Avec "Kitsune", l'écrivain suisse Amélie Ardiot offre un premier roman qui la positionne d'emblée comme une artiste du genre fantastique. Paru en septembre 2007, ce roman a été
sélectionné pour le Prix des Lecteurs de la RSR l'année suivante. Pas mal! Il faut dire que ce roman, s'il est bref, est dense et se balance, de bout en bout, sur la corde raide de l'incertitude
qui caractérise le fantastique.
Amitiés et complémentarités
De quoi s'agit-il ici? L'auteur met en scène Christophe, Vaudois bien suisse,
biologiste de son état, qui vit à Lausanne et est ami, à la vie à la mort, avec Hugo, un Ecossais, également biologiste. L'amitié est certes fondée sur une cuite prise ensemble (et décrite dès le
début du roman - un début nourri de mots anglais pour évoquer l'Ecosse, anglicité qui s'estompe par la suite - ouf!); mais surtout, elle repose sur des complémentarités. Le Lausannois est ainsi
présenté comme quelqu'un de réaliste, de pragmatique, de terre-à-terre même, peu attiré par les manifestations culturelles auxquelles Madeleine cherche un peu trop souvent à l'emmener. Le côté
terre-à-terre du personnage est encore souligné par le fait qu'il est un spécialiste renommé des musaraignes. Cela s'oppose à la spécialité de l'Ecossais: les chauves-souris.

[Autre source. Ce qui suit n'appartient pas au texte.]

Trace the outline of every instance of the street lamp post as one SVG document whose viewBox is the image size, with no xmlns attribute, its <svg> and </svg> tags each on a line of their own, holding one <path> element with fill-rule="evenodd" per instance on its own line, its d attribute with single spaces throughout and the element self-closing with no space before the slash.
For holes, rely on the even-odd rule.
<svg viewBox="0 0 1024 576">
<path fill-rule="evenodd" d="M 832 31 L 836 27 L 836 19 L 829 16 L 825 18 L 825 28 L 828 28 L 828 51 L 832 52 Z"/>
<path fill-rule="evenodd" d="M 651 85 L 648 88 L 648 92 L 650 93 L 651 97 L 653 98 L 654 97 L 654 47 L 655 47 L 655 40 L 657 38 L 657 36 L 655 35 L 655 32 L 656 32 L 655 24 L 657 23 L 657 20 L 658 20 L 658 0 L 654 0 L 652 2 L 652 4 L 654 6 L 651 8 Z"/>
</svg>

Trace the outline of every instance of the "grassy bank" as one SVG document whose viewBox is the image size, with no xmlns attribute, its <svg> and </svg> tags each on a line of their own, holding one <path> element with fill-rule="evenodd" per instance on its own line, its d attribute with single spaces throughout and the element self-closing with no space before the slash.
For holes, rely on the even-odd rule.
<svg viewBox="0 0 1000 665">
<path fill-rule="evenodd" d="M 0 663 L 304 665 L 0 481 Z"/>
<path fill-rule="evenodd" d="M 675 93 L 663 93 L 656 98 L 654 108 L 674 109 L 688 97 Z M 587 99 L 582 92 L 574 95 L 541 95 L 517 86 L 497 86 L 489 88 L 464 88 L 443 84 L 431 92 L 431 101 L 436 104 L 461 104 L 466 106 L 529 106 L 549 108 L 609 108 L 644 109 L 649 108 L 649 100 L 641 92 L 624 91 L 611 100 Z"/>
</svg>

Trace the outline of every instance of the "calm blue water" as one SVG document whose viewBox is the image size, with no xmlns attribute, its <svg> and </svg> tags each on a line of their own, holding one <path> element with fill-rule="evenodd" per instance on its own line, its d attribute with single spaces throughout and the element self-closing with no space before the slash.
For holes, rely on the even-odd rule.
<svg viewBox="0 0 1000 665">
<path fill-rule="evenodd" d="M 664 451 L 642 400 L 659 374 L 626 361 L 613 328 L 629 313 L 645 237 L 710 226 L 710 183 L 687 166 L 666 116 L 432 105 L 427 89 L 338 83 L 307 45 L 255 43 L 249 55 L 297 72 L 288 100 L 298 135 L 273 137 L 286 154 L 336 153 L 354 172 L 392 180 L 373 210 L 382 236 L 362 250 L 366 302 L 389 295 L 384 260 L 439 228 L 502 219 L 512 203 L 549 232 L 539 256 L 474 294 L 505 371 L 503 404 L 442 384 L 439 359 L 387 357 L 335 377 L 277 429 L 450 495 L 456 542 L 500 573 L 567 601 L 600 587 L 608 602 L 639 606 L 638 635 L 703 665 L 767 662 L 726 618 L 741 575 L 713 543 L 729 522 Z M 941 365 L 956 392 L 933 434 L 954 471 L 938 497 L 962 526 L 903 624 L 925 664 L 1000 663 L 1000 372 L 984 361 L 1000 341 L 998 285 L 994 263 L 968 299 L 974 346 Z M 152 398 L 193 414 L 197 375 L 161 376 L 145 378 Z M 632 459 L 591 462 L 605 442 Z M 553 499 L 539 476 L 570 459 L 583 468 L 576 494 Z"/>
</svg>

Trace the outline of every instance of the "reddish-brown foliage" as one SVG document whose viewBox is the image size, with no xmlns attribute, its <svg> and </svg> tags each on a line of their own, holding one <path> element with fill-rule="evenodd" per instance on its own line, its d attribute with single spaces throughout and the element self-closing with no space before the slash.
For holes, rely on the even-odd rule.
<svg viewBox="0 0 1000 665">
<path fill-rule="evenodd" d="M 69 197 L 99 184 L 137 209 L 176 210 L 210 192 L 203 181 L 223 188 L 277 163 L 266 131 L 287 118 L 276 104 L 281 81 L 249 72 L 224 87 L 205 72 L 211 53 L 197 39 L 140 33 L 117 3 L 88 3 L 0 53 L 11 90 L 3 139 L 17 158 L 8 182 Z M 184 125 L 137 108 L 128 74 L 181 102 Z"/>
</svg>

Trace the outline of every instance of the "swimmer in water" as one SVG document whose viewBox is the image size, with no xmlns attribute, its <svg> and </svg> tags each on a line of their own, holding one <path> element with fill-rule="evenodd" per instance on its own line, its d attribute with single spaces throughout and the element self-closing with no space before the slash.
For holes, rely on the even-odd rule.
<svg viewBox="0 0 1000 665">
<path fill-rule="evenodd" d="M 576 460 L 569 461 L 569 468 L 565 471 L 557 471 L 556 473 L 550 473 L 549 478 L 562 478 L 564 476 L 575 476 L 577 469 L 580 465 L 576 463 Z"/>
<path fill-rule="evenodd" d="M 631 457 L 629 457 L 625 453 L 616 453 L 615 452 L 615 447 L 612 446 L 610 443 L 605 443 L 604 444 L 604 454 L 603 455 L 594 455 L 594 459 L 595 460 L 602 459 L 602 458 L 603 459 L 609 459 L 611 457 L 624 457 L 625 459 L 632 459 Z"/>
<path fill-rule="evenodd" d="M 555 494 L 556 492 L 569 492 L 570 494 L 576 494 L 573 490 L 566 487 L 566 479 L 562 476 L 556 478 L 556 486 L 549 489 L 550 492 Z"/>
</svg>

Et c'est là qu'on bascule dans l'imaginaire. La musaraigne ne fait rêver personne (la Suisse non plus, d'ailleurs), au contraire de la chauve-souris, animal nocturne méconnu qui éveille tout de
suite des images inquiétantes, de vampires par exemple - ce que l'auteur ne manque pas de relever. Etudiées par un Ecossais... donc un familier des manoirs hantés! De cela, Hugo parvient
encore à rire.
Le Japon s'invite
Bon, jusqu'ici, ça va: les bases sont en place. L'auteur balance à présent une femme
dans l'histoire. Elle s'appelle Ai, elle est Japonaise, elle a les yeux verts et est d'une beauté envoûtante. Hugo l'épouse... et du coup, il n'est plus le même - pour être précis, ce bon
vivant plein de projets semble mentalement exsangue quand Christophe vient le trouver en Ecosse, quelque temps après la fin de leurs études respectives. Signe particulier d'Ai? Entre elle et son
beau-père, le courant ne passe pas. Et pour cause: il chasse le renard...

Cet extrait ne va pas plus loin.